Pabel ebook, Rastatt.

eISBN: 978-3-96688-045-9

Internet: www.vpm.de und E-Mail: info@vpm.de

Davis J. Harbord

Die Rum-Insel

Der Tip lautet: Jamaika – und da schlagen die Arwenacks zu …

Es war merkwürdig mit diesem Profos namens Edwin Carberry. Kaum war die Schebecke der Arwenacks auf Westkurs gegangen, und Philip Hasard Killigrew hatte das neue Reiseziel bekanntgegeben – nämlich Jamaika –, da wurde der Narbenmann mit dem mächtigen Rammkinn kribbelig.

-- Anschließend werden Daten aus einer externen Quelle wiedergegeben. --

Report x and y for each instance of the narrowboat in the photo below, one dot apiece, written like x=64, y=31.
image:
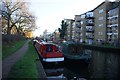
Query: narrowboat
x=49, y=52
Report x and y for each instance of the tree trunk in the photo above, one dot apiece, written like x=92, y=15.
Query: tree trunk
x=9, y=29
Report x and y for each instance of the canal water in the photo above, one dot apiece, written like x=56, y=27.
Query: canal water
x=102, y=65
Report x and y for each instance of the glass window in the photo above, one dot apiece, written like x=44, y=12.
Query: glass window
x=100, y=25
x=100, y=11
x=100, y=18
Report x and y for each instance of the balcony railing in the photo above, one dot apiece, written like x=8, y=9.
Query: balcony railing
x=78, y=25
x=89, y=15
x=90, y=36
x=89, y=30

„Jamaika, eh?“ fragte er und rieb sich die Pratzen. Und schon ging die Böllerei los. „Wollt ihr wohl die Schötchen durchholen, ihr verlausten Klammeräffchen, ihr quergespleißten Seegürkchen? Holt durch, die Fädchen, sag ich, holt sie durch! Ah, ihr Schlappschwänzchen, ihr kleinen Schnarchsäckchen! Ihr seid wohl noch müdchen?“

„Neinchen“, sagte Matt Davies grinsend, „ganz munterchen und starkchen!“

Da pumpte sich der Profos voll Luft und entließ „Blitzchen“ und „Donnerchen“ …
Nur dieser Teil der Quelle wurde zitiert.